Lettres de Fadette/Quatrième série/17

Imprimé au « Devoir » (Quatrième sériep. 46-49).

XVII

Christine de Pisan


Cela intéressera peut-être mes sœurs de faire la connaissance de la première femme qui vécut de sa plume, « la première professionnelle de l’effort littéraire ». Beaucoup de grandes dames avant elle avaient écrit et s’étaient même illustrées, mais elles écrivaient en grandes dames, et elles se seraient crues déshonorées par une rémunération. Christine de Pisan était elle-même une grande dame. J’ai vu son portrait à la Bibliothèque Nationale à Paris.

Coiffée d’un hennin, vêtue d’une lourde robe à traîne, elle est assise dans un fauteuil ogival… en la regardant, il faut un grand effort d’imagination pour se la représenter dans son rôle de femme de lettres professionnelle.

Elle vivait à Paris au quinzième siècle. Italienne de naissance, elle était venue en France quand elle était petite enfant, avec son père qui était astrologue et médecin de Charles V. Le savant instruisit sa fille avec soin, car il la voulait « aussi savante qu’elle était belle », et il « n’opinait pas que les femmes fussent pires pour apprendre ».

Et dire que dans notre vanité de modernes, nous nous prenons pour des novateurs ! Christine épousa, quinze ans, un gentilhomme picard, Étienne du Castel qui était notaire du roi.

Devenue veuve à vingt-cinq ans, elle se trouva avec trois enfants, — son père était mort, — dans une situation de fortune fort embarrassée.

Elle se mit à composer alors quelques petites pièces de poésie, lais et ballades, qui eurent du succès à la cour. Elle avait une plume alerte, gracieuse et fine, et afin de faire vivre sa petite famille elle se livra d’abord à maintes besognes plutôt ennuyeuses : correspondances amoureuses en prose et en vers, rimes pour célébrer les joies, les deuils ou les amours d’autrui. Malgré son courage, il lui arriva d’être bien lasse de ce rôle de secrétaire à la mode, et elle laissa échapper un jour ce soupir de détresse : « Je chante par couverture. »

Mais elle plaisait, et peu à peu elle devenait célèbre. Le comte de Salisbury voulut l’attirer à la cour d’Angleterre, le duc de Milan lui fit des offres analogues : elle refusa les unes et les autres. Française de cœur, elle ne voulut pas quitter son pays d’adoption dont elle était déjà une des gloires, nouvelle et étrange. À la demande du duc de Bourgogne, elle écrivit une vie de Charles V, et à la suite, une quinzaine de volumes qui ne l’enrichirent pas mais lui procurèrent l’aisance.

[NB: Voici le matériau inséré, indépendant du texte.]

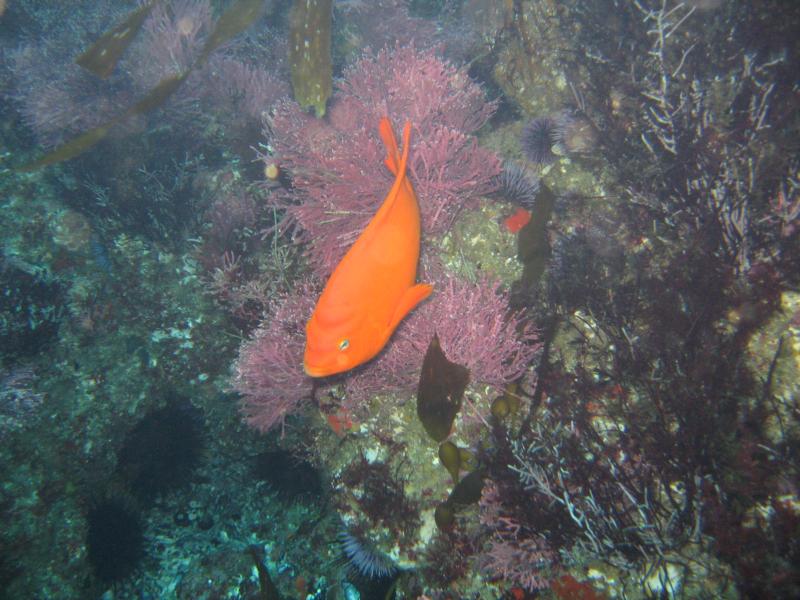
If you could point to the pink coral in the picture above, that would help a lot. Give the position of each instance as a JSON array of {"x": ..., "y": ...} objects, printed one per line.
[
  {"x": 269, "y": 371},
  {"x": 337, "y": 168},
  {"x": 513, "y": 553},
  {"x": 475, "y": 328}
]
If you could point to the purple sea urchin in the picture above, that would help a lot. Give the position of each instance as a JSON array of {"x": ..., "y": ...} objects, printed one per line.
[
  {"x": 574, "y": 134},
  {"x": 538, "y": 138},
  {"x": 364, "y": 558},
  {"x": 517, "y": 185}
]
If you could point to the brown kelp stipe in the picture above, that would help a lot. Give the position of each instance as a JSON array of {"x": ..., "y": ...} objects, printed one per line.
[{"x": 103, "y": 56}]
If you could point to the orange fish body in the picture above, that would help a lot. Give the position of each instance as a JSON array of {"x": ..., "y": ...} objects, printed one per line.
[{"x": 374, "y": 286}]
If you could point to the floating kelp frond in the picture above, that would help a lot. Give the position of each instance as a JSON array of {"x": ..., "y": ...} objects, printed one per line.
[
  {"x": 104, "y": 54},
  {"x": 233, "y": 21},
  {"x": 441, "y": 389},
  {"x": 157, "y": 96},
  {"x": 72, "y": 148},
  {"x": 154, "y": 98},
  {"x": 310, "y": 53}
]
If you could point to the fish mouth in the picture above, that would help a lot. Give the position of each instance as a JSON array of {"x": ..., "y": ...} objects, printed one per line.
[{"x": 313, "y": 371}]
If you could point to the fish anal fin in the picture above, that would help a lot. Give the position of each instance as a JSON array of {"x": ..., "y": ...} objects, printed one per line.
[
  {"x": 393, "y": 160},
  {"x": 412, "y": 296},
  {"x": 392, "y": 153}
]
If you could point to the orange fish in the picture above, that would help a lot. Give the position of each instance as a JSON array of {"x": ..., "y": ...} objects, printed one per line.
[{"x": 374, "y": 286}]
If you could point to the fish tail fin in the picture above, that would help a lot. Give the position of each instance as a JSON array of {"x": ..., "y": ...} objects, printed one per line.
[{"x": 394, "y": 161}]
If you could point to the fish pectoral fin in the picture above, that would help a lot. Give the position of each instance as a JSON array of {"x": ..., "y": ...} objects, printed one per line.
[{"x": 412, "y": 296}]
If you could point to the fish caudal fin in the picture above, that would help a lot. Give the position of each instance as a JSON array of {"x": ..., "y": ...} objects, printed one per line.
[
  {"x": 394, "y": 161},
  {"x": 412, "y": 296}
]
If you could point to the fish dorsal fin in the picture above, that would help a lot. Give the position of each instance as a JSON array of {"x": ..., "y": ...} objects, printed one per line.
[
  {"x": 389, "y": 141},
  {"x": 410, "y": 298},
  {"x": 391, "y": 161}
]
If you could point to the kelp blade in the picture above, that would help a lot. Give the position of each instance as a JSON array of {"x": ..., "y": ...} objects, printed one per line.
[
  {"x": 104, "y": 54},
  {"x": 310, "y": 23},
  {"x": 158, "y": 95},
  {"x": 233, "y": 21},
  {"x": 440, "y": 392},
  {"x": 71, "y": 149}
]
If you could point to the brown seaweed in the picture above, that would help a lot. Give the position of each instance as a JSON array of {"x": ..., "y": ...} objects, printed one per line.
[
  {"x": 440, "y": 392},
  {"x": 104, "y": 54},
  {"x": 233, "y": 21}
]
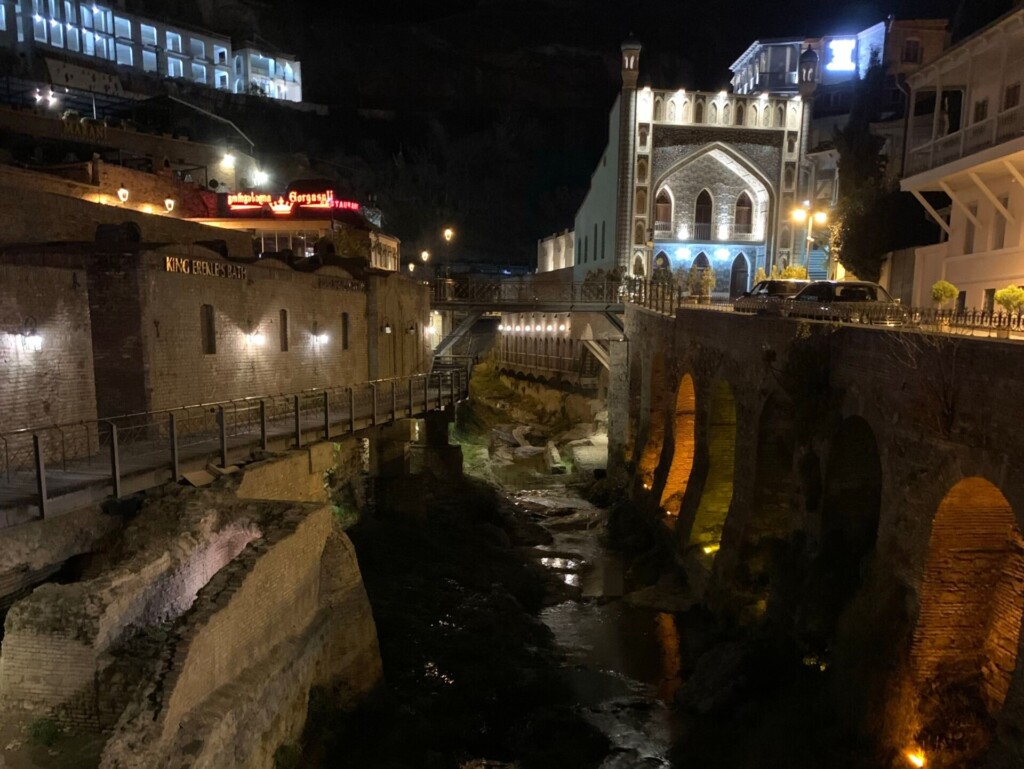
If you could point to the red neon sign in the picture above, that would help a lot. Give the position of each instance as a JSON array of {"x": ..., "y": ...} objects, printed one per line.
[{"x": 284, "y": 206}]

Une jeune veuve très jolie, qui composait des vers et faisait profession d’écrire plutôt que de filer la laine au logis, devait nécessairement attirer la calomnie, et on ne la lui épargna pas. Mais la malice de ses accusateurs nous paraît être une vengeance de littérateurs licencieux qu’elle eut le rare courage de condamner au nom du respect dû aux mœurs, et du respect dû aux femmes.

Il est joli ce geste de la femme, ayant à compter avec la sympathie du public lettré pour gagner sa vie, et qui ne craint pas cependant de protester avec indignation contre « L’art d’aimer », d’Ovide, et le « Roman de la Rose », si répandus alors dans le grand monde où elle vivait. Il fallait pour faire une telle critique, une indépendance d’esprit et un courage moral dont toute sa vie d’ailleurs est l’illustration.

Cette charmante Christine de Pisan est un joli type d’intellectuelle très féminine qui n’eut rien du bas-bleu stigmatisé plus tard par Molière, rien non plus de la féministe moderne. Sa vocation d’écrivain fut créée par l’amour maternel, et sa grâce de femme égala son talent d’écrivain. On l’admira beaucoup pour sa beauté et pour son esprit, et ses détracteurs se trouvent parmi ceux que flagella sa vertu.

Elle eut la gloire d’être la première femme auteur qui devina et comprit l’âme de Jeanne d’Arc et les vers qui exaltent l’Héroïne française furent parmi les derniers et les meilleurs qu’elle composa.